Overall, Tusheti National Park is a magical, enchanting place that will far exceed your expectations. To ensure the forest maintains its beauty for decades to come, the entire area has been deemed the Tusheti Protected Areas, providing it with environmental protection.

Ancient Ruins and Exhibits That Take You Back in Time

Throughout Tusheti, there are an array of crumbling towers and fortresses that were primarily constructed during the Mongol invasion in the 1230s. Later, they were used by villagers as temporary shelters during an invasion by the Daghestani tribes. Today, several towers, including the 3-story Keselo Fortress, which also serves as the Enthnographic Museum, are open to the public. The museum contains everything from traditional household and agricultural tools to weapons that have remained almost completely untouched for centuries. It also includes ancient Tushetian stone carvings and statues, as well as information on the beliefs and habits that existed in the area. For example, men and women were required to stay in different corners of the fortress’s common room.

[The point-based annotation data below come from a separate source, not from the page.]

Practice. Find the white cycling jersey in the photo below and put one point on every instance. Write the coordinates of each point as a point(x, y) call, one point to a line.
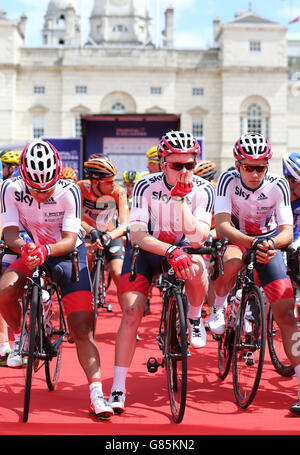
point(43, 222)
point(254, 212)
point(153, 208)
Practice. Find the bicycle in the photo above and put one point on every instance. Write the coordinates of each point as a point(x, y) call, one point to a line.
point(243, 343)
point(172, 337)
point(44, 345)
point(278, 357)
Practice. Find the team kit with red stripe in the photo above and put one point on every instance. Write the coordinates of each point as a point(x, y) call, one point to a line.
point(45, 223)
point(258, 212)
point(153, 209)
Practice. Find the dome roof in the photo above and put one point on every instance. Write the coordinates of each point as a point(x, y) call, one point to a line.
point(58, 5)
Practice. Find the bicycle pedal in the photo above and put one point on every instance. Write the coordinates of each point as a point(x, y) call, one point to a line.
point(153, 364)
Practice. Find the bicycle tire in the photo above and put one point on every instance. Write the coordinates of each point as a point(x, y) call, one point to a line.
point(225, 346)
point(33, 334)
point(249, 346)
point(53, 363)
point(278, 357)
point(176, 356)
point(95, 277)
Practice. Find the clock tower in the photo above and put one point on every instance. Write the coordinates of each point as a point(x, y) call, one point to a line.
point(120, 22)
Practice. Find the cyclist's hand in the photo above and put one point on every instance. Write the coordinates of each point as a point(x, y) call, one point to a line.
point(26, 251)
point(40, 254)
point(181, 262)
point(105, 238)
point(265, 251)
point(181, 189)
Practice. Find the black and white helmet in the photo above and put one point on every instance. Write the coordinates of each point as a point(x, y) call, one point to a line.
point(253, 146)
point(40, 165)
point(177, 142)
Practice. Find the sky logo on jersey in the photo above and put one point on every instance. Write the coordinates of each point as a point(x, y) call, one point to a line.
point(161, 197)
point(21, 197)
point(241, 193)
point(261, 197)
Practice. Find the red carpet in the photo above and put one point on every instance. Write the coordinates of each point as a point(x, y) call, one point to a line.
point(211, 407)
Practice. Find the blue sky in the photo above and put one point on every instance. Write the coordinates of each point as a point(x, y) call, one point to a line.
point(192, 21)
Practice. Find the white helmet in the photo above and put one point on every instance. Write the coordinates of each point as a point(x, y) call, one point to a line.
point(40, 165)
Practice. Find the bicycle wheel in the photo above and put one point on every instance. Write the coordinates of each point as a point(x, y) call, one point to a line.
point(95, 277)
point(225, 345)
point(176, 357)
point(54, 342)
point(278, 356)
point(33, 343)
point(249, 345)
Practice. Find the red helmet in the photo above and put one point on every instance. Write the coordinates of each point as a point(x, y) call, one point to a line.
point(253, 146)
point(69, 174)
point(40, 165)
point(177, 142)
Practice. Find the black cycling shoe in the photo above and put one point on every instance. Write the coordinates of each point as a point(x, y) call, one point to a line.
point(295, 408)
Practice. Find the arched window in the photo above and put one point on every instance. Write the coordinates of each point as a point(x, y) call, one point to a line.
point(254, 120)
point(255, 116)
point(118, 108)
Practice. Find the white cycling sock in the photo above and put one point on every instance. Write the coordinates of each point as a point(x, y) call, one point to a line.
point(194, 312)
point(297, 371)
point(4, 347)
point(221, 301)
point(120, 374)
point(95, 386)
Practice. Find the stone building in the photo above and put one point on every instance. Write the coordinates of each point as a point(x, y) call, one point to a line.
point(248, 80)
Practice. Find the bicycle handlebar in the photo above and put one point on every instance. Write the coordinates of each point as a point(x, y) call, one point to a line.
point(216, 249)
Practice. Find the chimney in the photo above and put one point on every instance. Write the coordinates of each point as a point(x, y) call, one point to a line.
point(217, 27)
point(168, 31)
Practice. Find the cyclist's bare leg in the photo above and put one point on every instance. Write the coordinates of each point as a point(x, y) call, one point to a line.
point(232, 264)
point(283, 312)
point(115, 267)
point(80, 325)
point(11, 289)
point(133, 304)
point(197, 287)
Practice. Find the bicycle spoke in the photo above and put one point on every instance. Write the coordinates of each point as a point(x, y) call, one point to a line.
point(249, 346)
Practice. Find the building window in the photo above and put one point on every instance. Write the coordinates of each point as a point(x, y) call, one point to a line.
point(38, 129)
point(255, 46)
point(81, 89)
point(78, 130)
point(39, 90)
point(254, 121)
point(118, 108)
point(155, 90)
point(198, 91)
point(198, 127)
point(255, 117)
point(120, 28)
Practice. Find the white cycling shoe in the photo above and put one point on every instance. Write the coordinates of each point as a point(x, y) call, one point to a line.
point(197, 333)
point(216, 320)
point(117, 401)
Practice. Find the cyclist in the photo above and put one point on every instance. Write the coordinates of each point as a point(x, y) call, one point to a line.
point(291, 171)
point(68, 173)
point(253, 208)
point(49, 210)
point(168, 211)
point(104, 208)
point(9, 168)
point(153, 164)
point(129, 179)
point(207, 170)
point(10, 162)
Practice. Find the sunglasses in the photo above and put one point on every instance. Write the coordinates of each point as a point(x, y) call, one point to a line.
point(249, 168)
point(179, 166)
point(34, 190)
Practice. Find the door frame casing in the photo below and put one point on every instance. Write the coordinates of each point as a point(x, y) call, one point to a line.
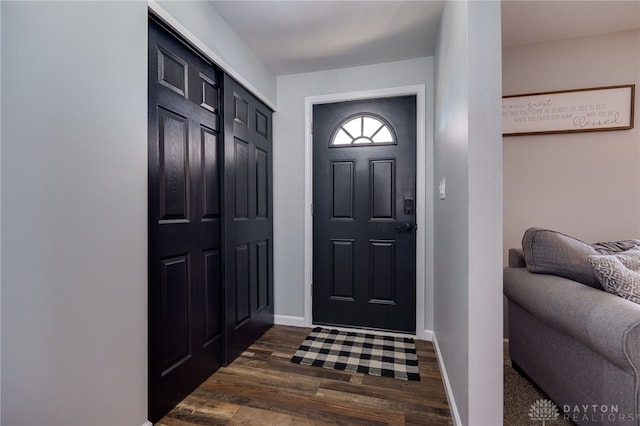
point(422, 216)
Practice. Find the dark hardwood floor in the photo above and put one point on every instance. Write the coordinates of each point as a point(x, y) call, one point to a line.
point(263, 387)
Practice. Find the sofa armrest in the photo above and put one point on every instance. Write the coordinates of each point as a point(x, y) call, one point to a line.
point(604, 322)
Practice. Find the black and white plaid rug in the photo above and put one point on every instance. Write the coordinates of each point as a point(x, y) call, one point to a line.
point(359, 352)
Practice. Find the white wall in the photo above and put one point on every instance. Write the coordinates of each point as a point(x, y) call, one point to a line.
point(289, 164)
point(584, 184)
point(208, 26)
point(74, 213)
point(0, 214)
point(468, 222)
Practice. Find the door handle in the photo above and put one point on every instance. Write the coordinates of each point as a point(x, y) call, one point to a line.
point(407, 227)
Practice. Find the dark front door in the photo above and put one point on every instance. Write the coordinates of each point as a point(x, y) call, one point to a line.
point(248, 218)
point(364, 188)
point(185, 267)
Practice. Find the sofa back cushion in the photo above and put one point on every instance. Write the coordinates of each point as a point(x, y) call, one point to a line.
point(552, 252)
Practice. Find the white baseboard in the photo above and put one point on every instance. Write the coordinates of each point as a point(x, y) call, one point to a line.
point(447, 385)
point(288, 320)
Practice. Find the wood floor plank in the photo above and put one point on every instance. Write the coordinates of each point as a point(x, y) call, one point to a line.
point(263, 387)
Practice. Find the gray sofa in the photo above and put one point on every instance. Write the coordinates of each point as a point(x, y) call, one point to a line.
point(578, 343)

In the mountains of Tusheti, you can expect to come across stone shrines and churches and mountaintop castles. You can also visit Dartio, a village dating back to the Middle Ages, that was reconstructed with the assistance of World Bank in 2011 and is now open for the public to safely explore.

The Unique Culture

Situated far away urbanized and industrialized regions of the world, Tusheti has preserved many old-world traditions. For example, Tushetian children play ancient games such as “Playing with the Ball,” “Bow and Arrow,” and “Distance Jumping,” in an effort to develop the strength, flexibility, speed, and dexterity they will need as adults to survive in Georgia’s most remote area. Locals are usually more than happy to teach visitors the rules of the game and even encourage them to play along. In their free time, the people of Tusheti often turn to folk art projects and music to occupy their time.

Using natural materials, they knit and create finely embroidered products, including colorful rugs, socks, hats, and clothes that they are more than willing to share with visitors. In fact, you will probably leave with some sort of artisanal work as a souvenir of your trek through Tusheti.

Tusheti hosts an annual folk festival, known as the Atengenoba Festival, that visitors are invited to attend. This joyous event has been held for centuries and includes horse races, various competitions, a shepherd’s blessing, toasts to various shrines and in memory of deceased relatives, and plenty of food and drink.

While life in Tusheti has remained largely unchanged for centuries, it is worth noting that the region is intent on making updates that are more likely to appeal to visitors.

Friendly Locals Who Welcome You into their Villages

Despite living off the beaten path in an area of the world that has been left largely untouched by technology and consumerism, the people of Tusheti go out of their way to make visitors feel as if they are at home. Simply put, in Tusheti, there really is no line between friend or family member and stranger. If you have traveled to their area, you can expect to well cared for by locals. This is particularly true for anyone traveling solo. Locals are more than willing to help you regardless of any language barrier. However, you should be ready to answer this one important question, “Why Tusheti?”

It is not unusual for locals to invite visitors to stay overnight in their guesthouses, join them around a campfire as shepherds retell stories of past cattle drives, participate in birthday celebrations, or sit down with them for a family meal.

The Food

In Tusheti, eating good meals that have been freshly prepared is the norm and of course, visitors are invited to sit down for meals. It is worth noting that Tusheti farmers do not raise pigs and as a result, pork is not eaten in Tusheti. (Visitors are also asked not to bring their own pork into the area.) That being said, you can expect meals to include Borjomi mineral water that is believed to have curative properties, dry white wine, khinkali (a type of dumpling stuffed with various herbs and meats), khachapuri (an iconic Georgian treat of bread stuffed with melted cheese), lobio (a vegetarian bean dish), and a wide array of unusual types of cheese homemade from sheep’s milk, such as gudiskweli and brindza.